Quite often when we discuss financial regulation it’s easy to become lost in the technical detail, the minutiae of complex reform and the alphabet soup of European directives, from CRD through MIFID to EMIR.
And I’ve had to make plenty of speeches over the past couple of years which have been pretty detailed and technical.
Today I’d like to use this opportunity to take a step back and look at what we are trying to achieve through regulatory reform.
And in explaining our reform objectives I’d like to focus in particular on one of the key lessons from financial crisis, the need for a macroprudential approach to complement high firm by firm prudential standards.
Let me start by explaining our objectives for regulatory reform.
We are committed to reform that secures a stable and successful financial sector with a global outlook … a sector that provides sustainable lending, supports sustainable growth, but one that doesn’t put our wider economic stability in jeopardy.
And yes, it’s an objective that contains an inherent dilemma … how can we reform the sector without undermining the competitiveness, and stifling the innovation that continues to be critical to its growth and success?
And given the strength and importance of financial services in the UK, and the global leadership of the City of London, it’s a particularly British Dilemma.
A successful financial sector is vital to the UK economy, channelling the funds of savers to investment opportunities, transforming our bank deposits into loans to our businesses and helping businesses and individuals manage risk.
But of course London is home to a financial centre that serves not just the UK but the wider world. Year after year the City of London ranks as the world’s most competitive financial sector, with the UK home to the largest insurance industry in Europe, and the second largest fund management industry in the world.
The financial sector accounts for around 10% of UK GDP, employs over 2 million people in financial and professional services, and provides indispensable services to millions of people and businesses across the country, and indeed across Europe and the world.
So a successful financial sector is in our critical economic interest.
But that does not mean going soft on regulation. Events of the last few years provide stark evidence of the lasting damage that can be wrought by an inadequately regulated financial sector.
It is only by reforming regulation to ensure the stability of the financial sector, that we can secure a foundation of sustainable lending to households and businesses across the economy.
But disproportionate regulation brings with it significant costs, undermining growth by limiting the capacity of the sector to lend to the wider economy.
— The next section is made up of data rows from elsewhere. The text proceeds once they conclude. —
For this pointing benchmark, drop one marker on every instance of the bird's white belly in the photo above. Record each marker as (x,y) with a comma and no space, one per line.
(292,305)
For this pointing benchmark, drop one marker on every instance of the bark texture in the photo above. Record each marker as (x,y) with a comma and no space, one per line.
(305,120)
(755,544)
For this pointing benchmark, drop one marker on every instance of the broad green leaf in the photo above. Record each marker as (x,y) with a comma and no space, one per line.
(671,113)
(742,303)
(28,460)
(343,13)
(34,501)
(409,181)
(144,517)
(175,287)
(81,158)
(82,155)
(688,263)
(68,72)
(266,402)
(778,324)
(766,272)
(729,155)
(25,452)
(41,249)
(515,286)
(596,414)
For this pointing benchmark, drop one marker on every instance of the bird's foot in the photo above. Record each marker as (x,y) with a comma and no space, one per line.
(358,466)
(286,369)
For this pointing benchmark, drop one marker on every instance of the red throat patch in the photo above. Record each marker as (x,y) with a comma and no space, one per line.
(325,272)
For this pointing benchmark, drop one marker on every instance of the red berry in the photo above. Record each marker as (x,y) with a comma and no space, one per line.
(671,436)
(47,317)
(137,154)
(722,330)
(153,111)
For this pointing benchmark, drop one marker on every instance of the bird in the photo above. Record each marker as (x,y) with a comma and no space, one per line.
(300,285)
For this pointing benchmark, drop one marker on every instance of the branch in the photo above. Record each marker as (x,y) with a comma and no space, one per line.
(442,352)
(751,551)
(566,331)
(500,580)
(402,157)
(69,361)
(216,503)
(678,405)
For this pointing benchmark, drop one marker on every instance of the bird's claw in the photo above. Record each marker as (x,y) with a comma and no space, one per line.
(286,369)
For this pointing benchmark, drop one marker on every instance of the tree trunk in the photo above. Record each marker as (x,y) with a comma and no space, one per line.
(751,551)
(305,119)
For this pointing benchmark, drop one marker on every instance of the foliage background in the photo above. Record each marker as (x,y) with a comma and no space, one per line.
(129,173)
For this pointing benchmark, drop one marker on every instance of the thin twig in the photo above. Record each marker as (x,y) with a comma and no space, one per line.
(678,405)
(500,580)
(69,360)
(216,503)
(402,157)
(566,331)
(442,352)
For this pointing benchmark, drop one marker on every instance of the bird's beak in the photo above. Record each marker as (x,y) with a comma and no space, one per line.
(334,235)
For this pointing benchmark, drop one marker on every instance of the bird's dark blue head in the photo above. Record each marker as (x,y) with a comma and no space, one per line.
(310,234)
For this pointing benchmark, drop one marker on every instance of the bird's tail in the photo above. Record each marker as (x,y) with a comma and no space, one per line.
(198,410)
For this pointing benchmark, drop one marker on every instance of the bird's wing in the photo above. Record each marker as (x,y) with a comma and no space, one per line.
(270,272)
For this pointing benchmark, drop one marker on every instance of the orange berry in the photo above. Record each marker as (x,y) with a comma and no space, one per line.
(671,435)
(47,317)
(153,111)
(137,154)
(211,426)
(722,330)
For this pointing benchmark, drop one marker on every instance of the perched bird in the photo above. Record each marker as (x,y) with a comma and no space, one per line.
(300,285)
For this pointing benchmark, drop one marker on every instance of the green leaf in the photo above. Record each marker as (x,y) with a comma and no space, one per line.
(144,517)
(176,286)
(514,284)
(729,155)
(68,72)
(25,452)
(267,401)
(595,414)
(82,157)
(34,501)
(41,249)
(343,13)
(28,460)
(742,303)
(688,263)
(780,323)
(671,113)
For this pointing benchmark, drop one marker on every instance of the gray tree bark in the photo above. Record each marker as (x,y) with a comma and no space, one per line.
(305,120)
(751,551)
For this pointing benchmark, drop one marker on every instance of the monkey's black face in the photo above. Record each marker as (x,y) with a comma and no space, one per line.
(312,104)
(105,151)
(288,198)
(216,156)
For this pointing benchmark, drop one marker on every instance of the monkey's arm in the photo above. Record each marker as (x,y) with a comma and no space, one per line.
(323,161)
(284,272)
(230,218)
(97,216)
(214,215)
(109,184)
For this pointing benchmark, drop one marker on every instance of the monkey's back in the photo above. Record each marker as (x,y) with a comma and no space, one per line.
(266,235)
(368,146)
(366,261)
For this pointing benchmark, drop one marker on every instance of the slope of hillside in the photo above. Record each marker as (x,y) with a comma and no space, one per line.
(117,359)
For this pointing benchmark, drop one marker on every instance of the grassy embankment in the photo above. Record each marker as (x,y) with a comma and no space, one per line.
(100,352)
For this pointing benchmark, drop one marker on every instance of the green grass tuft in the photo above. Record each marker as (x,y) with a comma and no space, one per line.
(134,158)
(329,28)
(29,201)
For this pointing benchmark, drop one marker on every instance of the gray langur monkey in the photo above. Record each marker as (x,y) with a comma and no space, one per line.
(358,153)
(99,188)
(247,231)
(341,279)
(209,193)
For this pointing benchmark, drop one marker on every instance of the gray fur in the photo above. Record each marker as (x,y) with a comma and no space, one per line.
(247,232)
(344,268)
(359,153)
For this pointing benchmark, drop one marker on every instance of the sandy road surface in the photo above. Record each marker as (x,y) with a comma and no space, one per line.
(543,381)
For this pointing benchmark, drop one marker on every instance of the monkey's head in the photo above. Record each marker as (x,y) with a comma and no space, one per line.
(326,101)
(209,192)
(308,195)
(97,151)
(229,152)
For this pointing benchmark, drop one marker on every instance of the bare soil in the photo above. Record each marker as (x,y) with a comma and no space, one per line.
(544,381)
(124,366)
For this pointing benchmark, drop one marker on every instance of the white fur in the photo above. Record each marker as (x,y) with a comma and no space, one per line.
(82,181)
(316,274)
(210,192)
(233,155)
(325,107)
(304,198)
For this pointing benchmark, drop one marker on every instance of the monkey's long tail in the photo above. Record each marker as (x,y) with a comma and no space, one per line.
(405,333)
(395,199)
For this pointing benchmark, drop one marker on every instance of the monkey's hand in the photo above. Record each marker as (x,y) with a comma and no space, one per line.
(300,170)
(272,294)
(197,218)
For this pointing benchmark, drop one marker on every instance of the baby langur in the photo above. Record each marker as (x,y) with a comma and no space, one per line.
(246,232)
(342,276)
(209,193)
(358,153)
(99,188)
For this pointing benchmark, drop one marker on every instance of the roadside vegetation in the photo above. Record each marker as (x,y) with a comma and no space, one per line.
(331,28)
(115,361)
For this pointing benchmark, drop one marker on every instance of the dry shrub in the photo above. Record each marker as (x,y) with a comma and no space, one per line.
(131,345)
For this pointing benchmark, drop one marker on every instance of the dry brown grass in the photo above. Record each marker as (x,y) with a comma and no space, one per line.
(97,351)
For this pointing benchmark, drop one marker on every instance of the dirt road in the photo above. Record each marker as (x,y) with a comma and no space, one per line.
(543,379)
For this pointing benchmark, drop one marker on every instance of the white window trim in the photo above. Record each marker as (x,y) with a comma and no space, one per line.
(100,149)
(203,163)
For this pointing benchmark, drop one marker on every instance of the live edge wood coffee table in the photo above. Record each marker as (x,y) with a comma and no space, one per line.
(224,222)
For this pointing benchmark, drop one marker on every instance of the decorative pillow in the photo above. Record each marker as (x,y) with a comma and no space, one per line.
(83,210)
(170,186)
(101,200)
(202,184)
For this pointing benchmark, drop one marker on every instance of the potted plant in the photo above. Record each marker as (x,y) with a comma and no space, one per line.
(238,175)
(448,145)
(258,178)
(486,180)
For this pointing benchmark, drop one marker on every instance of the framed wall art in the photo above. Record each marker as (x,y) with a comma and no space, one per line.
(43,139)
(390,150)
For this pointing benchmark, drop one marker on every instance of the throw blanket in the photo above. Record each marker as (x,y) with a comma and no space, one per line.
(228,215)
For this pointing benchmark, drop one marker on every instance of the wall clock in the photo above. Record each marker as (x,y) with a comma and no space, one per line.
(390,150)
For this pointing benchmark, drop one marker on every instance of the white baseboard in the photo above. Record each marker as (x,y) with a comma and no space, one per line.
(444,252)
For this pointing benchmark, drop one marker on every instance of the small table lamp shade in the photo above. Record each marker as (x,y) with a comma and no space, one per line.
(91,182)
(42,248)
The financial crisis revealed many regulatory failings, but perhaps the two most important were:
- inadequate microprudential regulation and supervision of banks; and
- the mistaken belief that the soundness of individual banks implied the system itself was sound; meaning regulators failed to monitor and address the build up of systemic risks in financial markets.
Touching first on firm-by-firm bank regulation, there is an international consensus, reflected in the G20-endorsed Basel agreement, that banks need to be subject to significantly tougher minimum capital, liquidity and leverage standards.
2008 wasn’t just an Anglo-Saxon crisis, it was a universal crisis that has come at great cost to us all through rescuing failed banks and providing in excess of three trillion Euros in guarantees and other support across Europe.
So we need full and consistent implementation of Basel III by all G20 countries and we will resist any attempts at EU level to unpick this crucial agreement to:
- fragment markets through opt-outs from minimum standards; and
- undermine our efforts to tackle the perceived implicit guarantee in banking, one of the biggest distortions to the single market.
That is why the Prime Minister wrote a letter with eleven other Heads of Government before the last European Council calling for no dilution of the Basel 3 agreement in Europe. And why we support the amendments proposed by the European Central Bank to the Commission’s CRD4 proposals currently on the table to bring them fully into line with the Basel 3 agreement for globally active banks.
But high minimum prudential standards is but one piece of the jigsaw, the UK is also leading international efforts to tackle the too big to fail problem posed by the largest, most interconnected banks.
Through reforms based on the recommendations of the Independent Commission on Banking we will ringfence retail banking activities supported by insured deposits, and place investment banking activities in a separate entity held at arm’s lengths.
And those ring fenced retail banks will also be subject to additional loss absorbency requirements over and above the Basel minimum.
Furthermore, both the ringfenced and non-ringfenced entities will be subject to other robust prudential requirements and rigorous supervisory intensity.
Placing both on a sustainable footing, and making it easier to resolve a failing bank in an orderly manner without taxpayer support
These are vital reforms that will support and strengthen the universal banking model and will strengthen the European single market by reducing the implicit guarantee.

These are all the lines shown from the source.